The YOLO V5 model demonstrates high precision and sensitivity; however, it demands significant computational resources, achieving detection rates between 40–45 FPS when using GPU acceleration. In contrast, traditional computer vision techniques exhibit lower performance but require fewer resources, typically operating at speeds of 20–30 FPS using CPU-only environments. Therefore, future studies should evaluate computational efficiency, specifically energy consumption and memory usage, enabling adaptations suitable for diverse scenarios with varying technical capacities and economic constraints.
Based on the results, it is recommended that more advanced CNN versions be explored to increase accuracy and reduce false positives.
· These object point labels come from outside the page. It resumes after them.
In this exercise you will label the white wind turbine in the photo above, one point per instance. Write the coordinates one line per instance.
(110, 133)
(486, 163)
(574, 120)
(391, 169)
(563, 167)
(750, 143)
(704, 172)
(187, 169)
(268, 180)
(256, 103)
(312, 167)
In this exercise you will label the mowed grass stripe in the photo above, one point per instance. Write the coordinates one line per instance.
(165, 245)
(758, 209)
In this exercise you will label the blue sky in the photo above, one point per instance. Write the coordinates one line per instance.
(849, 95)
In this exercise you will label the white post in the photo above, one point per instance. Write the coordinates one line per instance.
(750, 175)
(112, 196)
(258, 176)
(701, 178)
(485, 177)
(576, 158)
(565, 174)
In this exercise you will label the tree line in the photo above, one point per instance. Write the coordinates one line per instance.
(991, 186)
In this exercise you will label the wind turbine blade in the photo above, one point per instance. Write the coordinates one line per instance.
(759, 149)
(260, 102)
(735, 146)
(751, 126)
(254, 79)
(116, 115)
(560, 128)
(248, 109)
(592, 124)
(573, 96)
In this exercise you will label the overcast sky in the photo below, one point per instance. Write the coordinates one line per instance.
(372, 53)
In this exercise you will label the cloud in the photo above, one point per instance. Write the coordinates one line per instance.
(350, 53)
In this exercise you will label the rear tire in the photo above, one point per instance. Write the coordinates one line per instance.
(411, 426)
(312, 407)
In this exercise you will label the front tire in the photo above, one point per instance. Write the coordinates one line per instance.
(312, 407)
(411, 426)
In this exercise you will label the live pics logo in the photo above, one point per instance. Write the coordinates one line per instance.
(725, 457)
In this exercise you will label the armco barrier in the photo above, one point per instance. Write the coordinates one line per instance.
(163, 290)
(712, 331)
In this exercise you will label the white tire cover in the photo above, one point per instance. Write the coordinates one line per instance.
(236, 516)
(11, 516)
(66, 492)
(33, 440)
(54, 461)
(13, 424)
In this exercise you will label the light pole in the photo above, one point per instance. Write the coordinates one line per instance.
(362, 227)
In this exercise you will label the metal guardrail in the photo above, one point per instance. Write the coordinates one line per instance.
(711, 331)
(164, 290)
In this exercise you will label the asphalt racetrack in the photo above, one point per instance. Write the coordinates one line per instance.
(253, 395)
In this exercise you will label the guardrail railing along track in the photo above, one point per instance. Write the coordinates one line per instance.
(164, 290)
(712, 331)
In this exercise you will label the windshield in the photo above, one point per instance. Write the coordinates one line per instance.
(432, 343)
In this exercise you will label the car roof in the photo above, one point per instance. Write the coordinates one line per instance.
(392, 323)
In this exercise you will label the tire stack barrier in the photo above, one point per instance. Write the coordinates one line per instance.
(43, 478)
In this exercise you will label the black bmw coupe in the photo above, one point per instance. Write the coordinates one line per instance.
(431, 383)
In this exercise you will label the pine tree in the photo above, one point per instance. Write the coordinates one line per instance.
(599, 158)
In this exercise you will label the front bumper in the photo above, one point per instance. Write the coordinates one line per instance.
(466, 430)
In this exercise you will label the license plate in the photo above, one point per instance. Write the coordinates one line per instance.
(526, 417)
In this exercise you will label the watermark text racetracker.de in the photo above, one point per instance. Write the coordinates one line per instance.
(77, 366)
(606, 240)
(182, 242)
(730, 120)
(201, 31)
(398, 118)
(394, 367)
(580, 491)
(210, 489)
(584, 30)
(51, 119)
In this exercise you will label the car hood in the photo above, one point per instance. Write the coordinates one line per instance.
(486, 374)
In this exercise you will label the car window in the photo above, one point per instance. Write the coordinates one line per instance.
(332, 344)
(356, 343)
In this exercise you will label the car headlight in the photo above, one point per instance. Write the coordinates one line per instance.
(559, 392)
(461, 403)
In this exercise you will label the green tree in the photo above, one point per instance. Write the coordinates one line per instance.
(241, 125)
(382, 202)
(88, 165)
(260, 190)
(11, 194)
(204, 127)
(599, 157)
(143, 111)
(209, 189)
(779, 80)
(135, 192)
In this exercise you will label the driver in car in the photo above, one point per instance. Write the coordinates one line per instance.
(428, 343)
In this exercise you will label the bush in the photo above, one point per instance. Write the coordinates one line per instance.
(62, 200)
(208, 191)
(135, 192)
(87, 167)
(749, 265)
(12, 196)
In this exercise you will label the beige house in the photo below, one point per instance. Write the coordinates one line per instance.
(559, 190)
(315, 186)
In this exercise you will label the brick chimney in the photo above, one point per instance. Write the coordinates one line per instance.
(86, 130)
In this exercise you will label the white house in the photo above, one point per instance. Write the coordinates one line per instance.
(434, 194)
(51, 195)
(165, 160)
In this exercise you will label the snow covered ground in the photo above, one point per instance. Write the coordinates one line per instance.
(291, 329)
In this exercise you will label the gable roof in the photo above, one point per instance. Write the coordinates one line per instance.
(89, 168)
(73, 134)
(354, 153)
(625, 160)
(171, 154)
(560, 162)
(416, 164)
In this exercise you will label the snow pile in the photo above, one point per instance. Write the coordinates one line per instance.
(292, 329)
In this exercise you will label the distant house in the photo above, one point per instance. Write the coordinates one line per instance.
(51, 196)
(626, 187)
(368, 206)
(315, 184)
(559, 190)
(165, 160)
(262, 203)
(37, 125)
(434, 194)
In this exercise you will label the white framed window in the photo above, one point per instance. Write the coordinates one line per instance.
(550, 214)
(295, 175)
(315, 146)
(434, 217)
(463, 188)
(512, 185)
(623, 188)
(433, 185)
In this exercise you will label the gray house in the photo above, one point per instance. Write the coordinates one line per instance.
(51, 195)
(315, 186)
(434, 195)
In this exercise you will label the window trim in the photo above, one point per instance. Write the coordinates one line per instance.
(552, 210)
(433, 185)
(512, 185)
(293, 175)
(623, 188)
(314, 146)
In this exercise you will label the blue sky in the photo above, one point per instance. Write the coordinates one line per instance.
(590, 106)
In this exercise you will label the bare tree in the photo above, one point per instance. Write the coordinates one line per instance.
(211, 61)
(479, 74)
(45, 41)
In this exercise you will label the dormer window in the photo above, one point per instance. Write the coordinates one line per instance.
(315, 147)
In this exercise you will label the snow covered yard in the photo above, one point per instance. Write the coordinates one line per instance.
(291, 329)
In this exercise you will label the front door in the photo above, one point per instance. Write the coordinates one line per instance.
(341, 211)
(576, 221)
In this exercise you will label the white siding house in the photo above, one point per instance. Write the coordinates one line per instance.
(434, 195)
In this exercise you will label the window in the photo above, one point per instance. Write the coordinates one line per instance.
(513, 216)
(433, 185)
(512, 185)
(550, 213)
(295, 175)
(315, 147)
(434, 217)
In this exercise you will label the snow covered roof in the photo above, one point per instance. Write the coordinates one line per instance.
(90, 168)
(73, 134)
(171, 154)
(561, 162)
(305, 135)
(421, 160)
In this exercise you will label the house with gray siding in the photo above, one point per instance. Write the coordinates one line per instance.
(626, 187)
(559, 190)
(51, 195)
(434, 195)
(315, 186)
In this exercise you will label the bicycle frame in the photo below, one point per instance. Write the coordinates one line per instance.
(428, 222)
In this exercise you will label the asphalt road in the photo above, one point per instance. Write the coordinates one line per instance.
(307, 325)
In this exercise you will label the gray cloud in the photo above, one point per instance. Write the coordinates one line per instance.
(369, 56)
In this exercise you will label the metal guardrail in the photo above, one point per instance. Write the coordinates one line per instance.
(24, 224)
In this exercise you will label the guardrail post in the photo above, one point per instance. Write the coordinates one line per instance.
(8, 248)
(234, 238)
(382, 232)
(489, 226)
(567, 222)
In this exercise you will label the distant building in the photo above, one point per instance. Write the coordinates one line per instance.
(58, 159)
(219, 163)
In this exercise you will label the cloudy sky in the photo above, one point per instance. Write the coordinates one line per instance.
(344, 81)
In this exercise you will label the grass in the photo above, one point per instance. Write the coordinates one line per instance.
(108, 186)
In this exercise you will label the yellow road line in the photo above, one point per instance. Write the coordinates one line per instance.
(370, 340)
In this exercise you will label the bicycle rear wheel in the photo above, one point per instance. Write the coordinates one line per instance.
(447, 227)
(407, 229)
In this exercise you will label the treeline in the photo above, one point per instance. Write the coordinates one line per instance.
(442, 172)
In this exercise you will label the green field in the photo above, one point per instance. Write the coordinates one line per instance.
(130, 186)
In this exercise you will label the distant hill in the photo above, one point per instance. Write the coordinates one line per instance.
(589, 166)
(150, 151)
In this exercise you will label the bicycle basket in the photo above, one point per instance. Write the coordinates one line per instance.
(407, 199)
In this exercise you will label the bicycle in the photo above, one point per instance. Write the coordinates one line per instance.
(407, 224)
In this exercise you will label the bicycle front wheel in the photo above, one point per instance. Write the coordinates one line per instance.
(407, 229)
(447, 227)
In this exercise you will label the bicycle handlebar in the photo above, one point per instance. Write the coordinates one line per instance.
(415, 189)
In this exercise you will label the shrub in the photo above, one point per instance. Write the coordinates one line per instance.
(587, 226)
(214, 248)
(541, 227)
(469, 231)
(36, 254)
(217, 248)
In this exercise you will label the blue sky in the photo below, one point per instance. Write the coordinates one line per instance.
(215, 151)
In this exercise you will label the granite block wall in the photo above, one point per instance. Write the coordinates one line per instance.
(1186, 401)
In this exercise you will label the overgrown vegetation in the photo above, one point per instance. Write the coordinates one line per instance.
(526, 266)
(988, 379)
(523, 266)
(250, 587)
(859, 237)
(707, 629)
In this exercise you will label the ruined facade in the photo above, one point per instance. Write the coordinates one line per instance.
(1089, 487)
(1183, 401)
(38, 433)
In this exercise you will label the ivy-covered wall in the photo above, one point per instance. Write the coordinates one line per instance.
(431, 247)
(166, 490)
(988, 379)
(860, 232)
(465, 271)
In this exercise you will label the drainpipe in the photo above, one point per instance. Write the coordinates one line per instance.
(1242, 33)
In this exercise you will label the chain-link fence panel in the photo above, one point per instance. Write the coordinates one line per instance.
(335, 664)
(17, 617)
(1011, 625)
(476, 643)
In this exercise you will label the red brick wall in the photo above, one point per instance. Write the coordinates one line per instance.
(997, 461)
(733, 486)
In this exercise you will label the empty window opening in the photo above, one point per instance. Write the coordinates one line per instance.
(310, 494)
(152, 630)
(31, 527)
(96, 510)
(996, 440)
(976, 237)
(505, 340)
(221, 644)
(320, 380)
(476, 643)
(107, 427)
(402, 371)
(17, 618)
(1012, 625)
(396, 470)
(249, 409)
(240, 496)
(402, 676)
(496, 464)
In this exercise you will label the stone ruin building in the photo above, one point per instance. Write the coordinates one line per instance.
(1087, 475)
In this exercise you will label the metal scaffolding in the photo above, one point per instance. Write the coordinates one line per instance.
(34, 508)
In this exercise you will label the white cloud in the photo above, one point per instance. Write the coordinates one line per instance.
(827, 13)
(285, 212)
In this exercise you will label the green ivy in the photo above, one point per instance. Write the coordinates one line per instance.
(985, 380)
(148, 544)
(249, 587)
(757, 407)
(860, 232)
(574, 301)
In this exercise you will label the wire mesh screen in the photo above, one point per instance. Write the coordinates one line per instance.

Additionally, integrating hybrid techniques that combine neural networks with computer vision could provide a more balanced solution, leveraging the strengths of each approach to improve system robustness and efficiency.
Future research should focus on expanding the dataset to include different environmental conditions, such as lighting variations and occlusions, to enhance the generalization capability of the proposed models. Additionally, it is suggested that evaluations be implemented in large-scale real-world environments, such as public or commercial parking lots, to validate the system’s performance under practical conditions and demonstrate its scalability and applicability in real-world scenarios.